Pocket 4: Modular full-featured Handheld AI PC

(indiegogo.com)

31 points | by nmridul 15 hours ago

19 comments

  • teruakohatu 14 hours ago

    I was skeptical of the "AI" but it has 64gb of RAM and the Ryzen AI 9 HX 37 CPU, supposedly has good LLM performance [1]. So yea, its an interesting device.

    [1] https://www.reddit.com/r/Amd/comments/1gfr60l/ryzen_ai_300_t...

    • wokwokwok 11 hours ago

      That sounds like 'running on CPU considered to be competitive to running on GPU' and my BS alarms are going off...

      ...buuuuut, to be fair, I don't either a) particularly care, or b) really have that much knowledge about the Ryzen AI 9 HX 37 CPU.

      Anyone care to point me vaguely in the direction of something meaningful that would suggest that CPU based inference would, in general, be even remotely comparable to dedicated GPU performance for AI?

      I remain pretty skeptical.

      (That reddit thread kicks off with someone saying 'LLM isn't particularly compute intensive workload', which is obviously a) false, and b) gives me no confidence in their review.
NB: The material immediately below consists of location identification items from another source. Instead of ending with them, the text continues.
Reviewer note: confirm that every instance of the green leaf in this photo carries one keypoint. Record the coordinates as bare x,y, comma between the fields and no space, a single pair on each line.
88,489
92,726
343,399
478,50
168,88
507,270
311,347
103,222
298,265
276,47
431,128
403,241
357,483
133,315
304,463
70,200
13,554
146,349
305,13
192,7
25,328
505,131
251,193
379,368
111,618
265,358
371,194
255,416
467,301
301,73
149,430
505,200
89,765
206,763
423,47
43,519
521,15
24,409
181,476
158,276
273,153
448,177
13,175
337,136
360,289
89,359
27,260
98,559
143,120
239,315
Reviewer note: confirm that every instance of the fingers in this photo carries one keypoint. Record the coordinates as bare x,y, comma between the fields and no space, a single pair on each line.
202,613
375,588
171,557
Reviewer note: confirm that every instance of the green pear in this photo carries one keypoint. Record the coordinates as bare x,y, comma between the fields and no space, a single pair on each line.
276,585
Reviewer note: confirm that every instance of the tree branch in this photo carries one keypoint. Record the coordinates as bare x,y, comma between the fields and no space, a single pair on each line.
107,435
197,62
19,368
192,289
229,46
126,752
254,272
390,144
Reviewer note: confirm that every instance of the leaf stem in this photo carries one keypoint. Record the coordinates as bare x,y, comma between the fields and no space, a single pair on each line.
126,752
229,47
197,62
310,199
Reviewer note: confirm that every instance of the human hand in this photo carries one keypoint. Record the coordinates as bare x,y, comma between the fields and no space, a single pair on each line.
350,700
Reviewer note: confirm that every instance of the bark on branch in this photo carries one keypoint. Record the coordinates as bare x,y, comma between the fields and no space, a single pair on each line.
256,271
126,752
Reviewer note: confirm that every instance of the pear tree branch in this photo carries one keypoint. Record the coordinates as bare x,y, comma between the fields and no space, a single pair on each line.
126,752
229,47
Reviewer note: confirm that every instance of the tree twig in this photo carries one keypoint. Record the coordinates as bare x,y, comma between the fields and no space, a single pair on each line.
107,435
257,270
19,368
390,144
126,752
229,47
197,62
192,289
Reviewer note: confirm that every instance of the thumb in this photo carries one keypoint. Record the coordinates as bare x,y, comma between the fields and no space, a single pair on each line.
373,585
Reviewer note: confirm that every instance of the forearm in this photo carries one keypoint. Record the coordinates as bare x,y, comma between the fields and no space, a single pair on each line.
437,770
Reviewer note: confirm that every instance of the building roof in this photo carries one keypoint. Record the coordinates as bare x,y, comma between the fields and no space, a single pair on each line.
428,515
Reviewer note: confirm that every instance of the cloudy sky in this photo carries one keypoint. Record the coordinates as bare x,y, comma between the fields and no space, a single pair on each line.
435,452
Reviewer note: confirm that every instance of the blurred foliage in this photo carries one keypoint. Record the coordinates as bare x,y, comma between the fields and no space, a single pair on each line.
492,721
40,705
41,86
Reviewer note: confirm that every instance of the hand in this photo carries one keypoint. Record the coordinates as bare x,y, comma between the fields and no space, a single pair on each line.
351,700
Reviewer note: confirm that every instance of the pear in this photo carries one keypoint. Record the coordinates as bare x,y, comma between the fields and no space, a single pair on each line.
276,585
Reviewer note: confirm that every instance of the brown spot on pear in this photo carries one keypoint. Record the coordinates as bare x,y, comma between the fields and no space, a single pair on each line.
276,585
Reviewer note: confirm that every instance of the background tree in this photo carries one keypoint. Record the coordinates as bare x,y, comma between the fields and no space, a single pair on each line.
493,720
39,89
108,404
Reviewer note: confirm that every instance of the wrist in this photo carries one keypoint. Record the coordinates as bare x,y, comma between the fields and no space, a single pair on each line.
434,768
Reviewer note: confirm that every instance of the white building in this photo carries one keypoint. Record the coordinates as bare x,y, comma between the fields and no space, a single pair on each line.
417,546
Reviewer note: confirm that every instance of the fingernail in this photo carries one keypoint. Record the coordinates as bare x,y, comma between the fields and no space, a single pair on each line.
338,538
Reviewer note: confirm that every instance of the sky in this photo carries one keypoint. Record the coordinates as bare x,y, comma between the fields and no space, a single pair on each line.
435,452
If LLMs were just memory intensive, we would all just be getting machines with more RAM and no one would be going crazy with 4 parallel 24GB GPUs just to eek out the performance for inference; they'd just slap a 64GB sim in their machine and be done with it).
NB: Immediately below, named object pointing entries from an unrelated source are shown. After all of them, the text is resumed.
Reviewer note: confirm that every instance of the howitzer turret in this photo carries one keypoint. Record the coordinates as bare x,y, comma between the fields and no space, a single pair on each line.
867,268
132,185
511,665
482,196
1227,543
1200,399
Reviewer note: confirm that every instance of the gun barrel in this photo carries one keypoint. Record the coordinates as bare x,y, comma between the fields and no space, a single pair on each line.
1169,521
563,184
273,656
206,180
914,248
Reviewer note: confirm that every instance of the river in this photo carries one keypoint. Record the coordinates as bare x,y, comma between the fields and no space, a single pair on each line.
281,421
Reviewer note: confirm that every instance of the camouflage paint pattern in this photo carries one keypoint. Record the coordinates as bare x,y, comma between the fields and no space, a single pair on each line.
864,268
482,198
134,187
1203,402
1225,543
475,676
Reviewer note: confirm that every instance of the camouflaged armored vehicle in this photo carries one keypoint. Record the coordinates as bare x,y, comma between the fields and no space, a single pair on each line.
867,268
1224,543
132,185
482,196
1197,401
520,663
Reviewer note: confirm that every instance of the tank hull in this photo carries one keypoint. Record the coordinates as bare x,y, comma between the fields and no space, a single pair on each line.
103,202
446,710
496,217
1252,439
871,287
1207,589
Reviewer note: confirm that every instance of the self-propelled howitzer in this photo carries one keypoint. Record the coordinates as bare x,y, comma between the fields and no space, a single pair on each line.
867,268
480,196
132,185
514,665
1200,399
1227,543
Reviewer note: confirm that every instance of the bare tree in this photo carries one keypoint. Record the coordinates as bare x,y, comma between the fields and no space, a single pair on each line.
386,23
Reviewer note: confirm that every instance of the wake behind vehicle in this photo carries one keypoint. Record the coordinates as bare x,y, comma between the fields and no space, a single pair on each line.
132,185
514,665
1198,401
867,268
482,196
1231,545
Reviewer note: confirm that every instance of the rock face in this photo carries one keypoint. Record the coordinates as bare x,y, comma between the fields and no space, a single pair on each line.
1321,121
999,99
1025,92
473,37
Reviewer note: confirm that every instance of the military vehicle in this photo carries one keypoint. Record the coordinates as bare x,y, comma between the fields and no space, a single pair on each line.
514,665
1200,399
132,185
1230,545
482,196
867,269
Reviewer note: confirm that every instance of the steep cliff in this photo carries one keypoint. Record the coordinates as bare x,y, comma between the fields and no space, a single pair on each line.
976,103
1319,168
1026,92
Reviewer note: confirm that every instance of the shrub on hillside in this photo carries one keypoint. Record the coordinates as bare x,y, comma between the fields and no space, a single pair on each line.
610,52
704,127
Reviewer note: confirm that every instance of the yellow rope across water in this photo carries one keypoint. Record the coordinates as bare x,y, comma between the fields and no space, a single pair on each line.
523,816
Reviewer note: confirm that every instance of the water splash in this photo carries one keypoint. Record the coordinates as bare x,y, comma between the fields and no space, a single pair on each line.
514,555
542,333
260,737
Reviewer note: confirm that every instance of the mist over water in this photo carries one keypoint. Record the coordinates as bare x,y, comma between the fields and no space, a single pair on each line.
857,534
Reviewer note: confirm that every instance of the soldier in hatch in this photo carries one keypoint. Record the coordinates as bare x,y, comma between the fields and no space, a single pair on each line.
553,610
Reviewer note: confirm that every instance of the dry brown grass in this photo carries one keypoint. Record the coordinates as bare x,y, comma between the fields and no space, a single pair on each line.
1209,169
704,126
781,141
      LLM inference it is memory intensive, but it IS compute intensive too.

      Being able to run on a CPU at 1 token per century is not what anyone wants.

  • danpalmer 13 hours ago

    This looks neat, but it looks like it's trying to be everything to everyone, and while that's always tempting for a new product, I think it's usually doomed to failure.

    Why does it support an RS232 port, especially on such a small form factor? Why does it focus so much on local LLM support? Why has it got such a high resolution display? Why has it got swappable ports?

    Each one of those features makes sense in isolation for some market, but together I'm not sure there's anyone who's the target market for all of them, and because of that there are likely to be better options for each target market. Want to run an LLM? A Mac is going to do that much better with its unified memory and ML acceleration. Want to do sysadmin stuff plugged into an old switch? You probably already have an old Thinkpad for that. etc.

    • wvenable 13 hours ago

      Doomed to failure? It's literally the 4th version of this product.

      • danpalmer 11 hours ago

        Thank you for the input, now you mention it I have heard of GPD many years ago, I didn't realise this was an existing product line. Sorry for jumping to conclusions here.

        "Doomed to failure" was too strong in hindsight, it seems GPD have found their niche. It does however sound like it is quite a niche. This product does have a bunch of tradeoffs that work for that niche, but that make it unlikely to be suitable for a mainstream audience.

    • rkharsan64 12 hours ago

      These and other related machines are super popular among people interested in handheld gaming. I agree that the AI label is just for hype, but GPD does make good machines.

    • cchance 13 hours ago

      100% agree, someone shoved a bunch of ideas into a box and ... ya....

      its a AI in your pocket, with an external gpu lol, isn't that ... every laptop lol

    • karunamurti 11 hours ago

      What are you talking about, GPD specializes in small form factor computers and has bee a successful player in this area for a while.

    • ajsnigrutin 13 hours ago

      This is not GPD's first laptop in this size and design.

      Yes, many people who buy laptops like this need a physical rs232 port and a kvm port.

      Yes, you could buy an old thinkpad, and it won't fit in a pocket, you could buy sometehing small, and it'll be slow, or you could buy this and get both.

  • we0x 12 hours ago

    It's an interesting idea. GPD makes machines that will appeal to those interested in handheld gaming and those on pager duty.

    I own devices from GPD, and I have had two issues -- devices are simply not reliable, in just over a year the screen showed a green verticle line, and the display died a few months later. Secondly, the keyboard is simply unusable if you plan to program on it.

    • ipsum2 11 hours ago

      Which version of the GPD did you have? Maybe they've improved it since then.

  • esperent 13 hours ago
  • rixed 9 hours ago

    These machines always make me think of, and sorely miss, my old companion the vaio pcg-c1. Anyone else used to use one of those?

  • decker 13 hours ago

    This would be pretty nice to carry around during oncall shifts, albeit, probably not the most productive device to have in the event you get paged.

  • steele 13 hours ago

    Regardless of the success of this crowdfunding round, I bet they still provide supporting downloads of drivers & executables via zip files served from Google drive.

  • 11 hours ago
    [deleted]
  • Animats 14 hours ago

    It's a nice little netbook. But does anybody still want or need a netbook? Especially a rather expensive one.

    • asadm 12 hours ago

      netbooks were insanely slow though.

  • grakker 12 hours ago

    >Most successful businessman own a Macbook or Surface.

    That's some dime-store psychology going there. Freaking hilarious.